Pakistan's high commissioner to India Abdul Basit said on Friday his country will not "abandon" Kashmiris in their "legitimate struggle" for freedom.
"Aspirations of the people of Jammu and Kashmir could neither be ignored nor put on the back-burner. No matter how much more time their legitimate struggle takes, Pakistan will never abandon Kashmiris and their cause," Basit, who had recently created a controversy by inviting Kashmiri separatist leaders to an Eid event, said in New Delhi.
The high commissioner asserted that "Pakistan has always wanted to have a normal and cooperative relationship with India...To this end, it was necessary to settle all the outstanding issues, particularly the Jammu and Kashmir dispute to improve relations," he said in his address at an event in New Delhi to mark Pakistan's Independence Day.
Abdul Basit says 'Pakistan will never abandon Kashmiris and their cause'
On July 21, Basit had invited Kashmiri separatist leaders at an Eid Milan event held at the Pakistan High Commission on July 21. Basit had defended his move saying it was "nothing unusual".
Basit's Kashmir comments came days ahead of the meeting between the national security advisors of India and Pakistan. The NSAs will hold talks on terrorism-related issues for the first time on August 23 in New Delhi, as decided in a meeting between Prime Minister Narendra Modi and his Pakistani counterpart Nawaz Sharif last month in the Russian city of Ufa to resume dialogue and discuss all issues connected to terrorism.
Pakistan prime minister's advisor on national security and foreign affairs Sartaz Aziz confirmed in Islamabad on Thursday that he will come to India on August 23 for the talks.
Sources have told Hindustan Times that Indian NSA Ajit Doval has asked intelligence agencies to make a file on Pakistan's role in the recent Gurdaspur and Jammu attacks, HT has learnt.
The Gurdaspur attack on July 27, which left four policemen and three civilians dead, and the attack on a BSF convoy in Udhampur on August 5, in which two jawans were killed and Pakistani terrorist Mohammad Naveed alias Usman was captured alive, had cast a shadow over the dialogue process but New Delhi stuck to its offer of talks.
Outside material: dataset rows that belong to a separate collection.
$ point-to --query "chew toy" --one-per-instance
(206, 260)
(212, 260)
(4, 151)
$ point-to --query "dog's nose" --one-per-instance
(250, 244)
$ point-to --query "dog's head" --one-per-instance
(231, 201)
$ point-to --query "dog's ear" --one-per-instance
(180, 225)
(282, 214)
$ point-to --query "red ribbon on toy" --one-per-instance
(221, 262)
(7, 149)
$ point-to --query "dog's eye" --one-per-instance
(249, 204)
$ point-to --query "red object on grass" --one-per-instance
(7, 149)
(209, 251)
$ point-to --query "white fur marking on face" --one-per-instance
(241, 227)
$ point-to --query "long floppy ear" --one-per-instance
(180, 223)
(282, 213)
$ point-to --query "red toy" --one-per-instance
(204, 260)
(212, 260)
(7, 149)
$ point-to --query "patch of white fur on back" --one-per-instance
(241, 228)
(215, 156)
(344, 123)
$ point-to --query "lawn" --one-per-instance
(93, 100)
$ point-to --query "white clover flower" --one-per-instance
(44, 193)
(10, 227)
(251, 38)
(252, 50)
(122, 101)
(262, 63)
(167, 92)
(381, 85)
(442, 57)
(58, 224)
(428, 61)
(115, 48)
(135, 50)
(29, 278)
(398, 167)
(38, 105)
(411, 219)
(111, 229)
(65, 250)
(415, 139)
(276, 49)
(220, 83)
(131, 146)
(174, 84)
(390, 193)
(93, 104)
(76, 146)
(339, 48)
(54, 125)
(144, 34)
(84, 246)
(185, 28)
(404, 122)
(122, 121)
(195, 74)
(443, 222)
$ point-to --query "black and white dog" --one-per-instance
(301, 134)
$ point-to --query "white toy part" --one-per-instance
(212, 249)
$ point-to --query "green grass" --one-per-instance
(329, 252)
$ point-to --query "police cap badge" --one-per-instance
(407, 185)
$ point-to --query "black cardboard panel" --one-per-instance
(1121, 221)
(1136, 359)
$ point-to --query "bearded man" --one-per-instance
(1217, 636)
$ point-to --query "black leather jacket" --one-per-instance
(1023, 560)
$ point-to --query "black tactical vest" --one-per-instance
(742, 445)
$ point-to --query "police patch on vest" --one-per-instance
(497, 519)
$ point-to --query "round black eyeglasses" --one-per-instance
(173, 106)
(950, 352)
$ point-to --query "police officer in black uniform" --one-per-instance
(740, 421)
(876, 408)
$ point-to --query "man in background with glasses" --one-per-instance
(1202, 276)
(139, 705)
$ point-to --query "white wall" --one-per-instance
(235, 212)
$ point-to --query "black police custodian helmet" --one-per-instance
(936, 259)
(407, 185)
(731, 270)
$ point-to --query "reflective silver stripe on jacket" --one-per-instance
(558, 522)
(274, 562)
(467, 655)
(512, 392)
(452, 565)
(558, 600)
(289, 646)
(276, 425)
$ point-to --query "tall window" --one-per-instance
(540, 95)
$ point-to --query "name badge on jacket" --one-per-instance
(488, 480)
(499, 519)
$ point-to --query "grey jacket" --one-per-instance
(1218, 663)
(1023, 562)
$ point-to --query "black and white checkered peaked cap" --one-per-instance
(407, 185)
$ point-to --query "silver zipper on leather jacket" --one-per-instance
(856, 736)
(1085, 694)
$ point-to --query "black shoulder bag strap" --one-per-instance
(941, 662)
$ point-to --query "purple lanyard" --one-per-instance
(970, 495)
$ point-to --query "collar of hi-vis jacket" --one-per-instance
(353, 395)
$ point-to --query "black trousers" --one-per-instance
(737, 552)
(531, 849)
Pakistan, in turn, is preparing a dossier of what it perceives as India's role in fomenting trouble in Balochistan and Karachi as also the investigation into the 2007 blasts on the Samjhauta Express that killed its citizens. Aziz is also likely to raise the issue of bail to Aseemanand, an accused in the Samjhauta case.
Doval is also expected to raise India's concerns over the slow pace of the 26/11 trial and bail for Zakiur Rehman Lakhvi, the military commander responsible for co-ordinating the Mumbai attacks.
The main challenge, however, for Doval and Aziz will be to keep the dialogue process going in the face of all the finger-pointing expected from both sides.
Last year, the Indian government had cancelled the talks between the foreign secretaries of both countries after the Pakistani envoy had hosted Kashmiri separatist leaders before the dialogue.